Young guys in their teens and early 20s are the worst offenders; I could probably pass out or go into labor and they would pretend not to even see me. (They are also the ones who sit spread-eagled, with their legs splayed and their hands in their pockets, elbows thrust out to the sides, so they take up about three seats, which drives me insane). Older (50s and up) men are not much better and are the most likely to see me on the platform and then shove or elbow me aside when the train arrives so they can get on and get a seat first. Women, predictably, give me their seats most often, but occasionally it's a guy of about my age or in his 40s.

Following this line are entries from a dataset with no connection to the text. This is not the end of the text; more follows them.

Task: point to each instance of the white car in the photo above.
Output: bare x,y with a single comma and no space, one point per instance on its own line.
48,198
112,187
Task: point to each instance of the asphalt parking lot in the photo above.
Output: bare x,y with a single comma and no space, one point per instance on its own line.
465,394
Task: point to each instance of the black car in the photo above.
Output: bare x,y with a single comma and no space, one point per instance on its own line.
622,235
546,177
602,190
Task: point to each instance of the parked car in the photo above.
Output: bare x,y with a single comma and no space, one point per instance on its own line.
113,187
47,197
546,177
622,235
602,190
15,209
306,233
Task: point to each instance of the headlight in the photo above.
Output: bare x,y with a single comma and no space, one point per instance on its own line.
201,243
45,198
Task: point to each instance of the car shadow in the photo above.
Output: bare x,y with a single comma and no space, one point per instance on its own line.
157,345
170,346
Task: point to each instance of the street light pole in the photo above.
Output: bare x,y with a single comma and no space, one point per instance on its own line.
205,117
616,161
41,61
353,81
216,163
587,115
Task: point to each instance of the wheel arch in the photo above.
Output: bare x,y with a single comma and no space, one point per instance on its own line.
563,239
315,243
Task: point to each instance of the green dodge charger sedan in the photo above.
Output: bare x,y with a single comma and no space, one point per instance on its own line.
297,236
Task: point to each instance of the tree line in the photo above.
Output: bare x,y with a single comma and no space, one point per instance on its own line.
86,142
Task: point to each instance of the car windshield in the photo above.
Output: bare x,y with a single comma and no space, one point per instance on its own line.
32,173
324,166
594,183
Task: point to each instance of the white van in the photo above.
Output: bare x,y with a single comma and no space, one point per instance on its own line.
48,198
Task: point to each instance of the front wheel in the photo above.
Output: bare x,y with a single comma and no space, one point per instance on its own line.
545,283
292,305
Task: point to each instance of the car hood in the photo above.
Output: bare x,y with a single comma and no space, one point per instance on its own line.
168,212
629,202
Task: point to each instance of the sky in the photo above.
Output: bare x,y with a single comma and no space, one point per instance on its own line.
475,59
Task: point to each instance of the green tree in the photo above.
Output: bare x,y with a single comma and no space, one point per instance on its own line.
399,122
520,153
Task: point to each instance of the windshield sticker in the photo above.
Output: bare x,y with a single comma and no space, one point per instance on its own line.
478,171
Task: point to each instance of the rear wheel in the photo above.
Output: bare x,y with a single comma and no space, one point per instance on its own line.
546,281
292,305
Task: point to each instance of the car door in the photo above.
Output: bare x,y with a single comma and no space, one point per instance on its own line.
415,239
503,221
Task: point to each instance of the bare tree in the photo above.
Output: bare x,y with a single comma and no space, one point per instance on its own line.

In fact, just last week I got onto a packed car and a guy saw me, stood up and gestured to his seat. I thanked him and, just before I got to the seat, this middle-aged woman came BARRELING past me, out of nowhere, and wedged herself into it. The guy and I were standing right there, so she had to have seen us, but what can you do? We looked at each other and just laughed. He shrugged and I thanked him again and the woman dug into her tote bag, took out a book and contentedly began to read.
That's New York for you.
The latest pregnancy news, which I am sure you were all awaiting with bated breath, is that I have begun to experience the Fiery Lava Heartburn of DOOOOOM on a quasi-regular basis. Tums is the answer, I have discovered, and as a bonus are vaguely SweeTart-esque. For her part, the baby is getting crowded in there, and she likes to poke her feet into my ribs to stretch out, which is cute and sometimes kind of tickles, but other times seems to cause internal bruising. She does an enthusiastic side-to-side shimmy a lot, too, and it's rather spectacular to watch my belly violently sway back and forth like there might be a rabid cat trapped inside it. Then there are the left hooks to my bladder -- always a pleasure; there's nothing like peeing yourself a little in the produce section of the Whole Foods.
Most of the time I really can't tell what's what -- is that her head or her butt? Foot, hand, elbow, knee? It's all very mysterious. I wish I had a little door on my stomach so I could peek in and see what in the world this kid is up to.
We've got somewhere between three and a half and six and a half weeks to go, though I am still counting on her to join us on the 37 weeks-ish side of full-term -- in our family, being on time means being early, you know -- and there remains the exciting question of whether she'll end up being a Pisces (before March 20) or an Aries. We've got pretty much every bit of gear we could possibly need and a tremendous amount of adorable clothes, not to mention blankies and loveys and stuffed animals and books galore, and we've been reminding her of this a lot to entice her into the outside world (not quite yet, but SOON). We are so ready.
I do need to get a pedicure, though, as we get closer, because I'd hate to frighten the L&D nurses with my gnarly toes. That might be their version of the booby prize.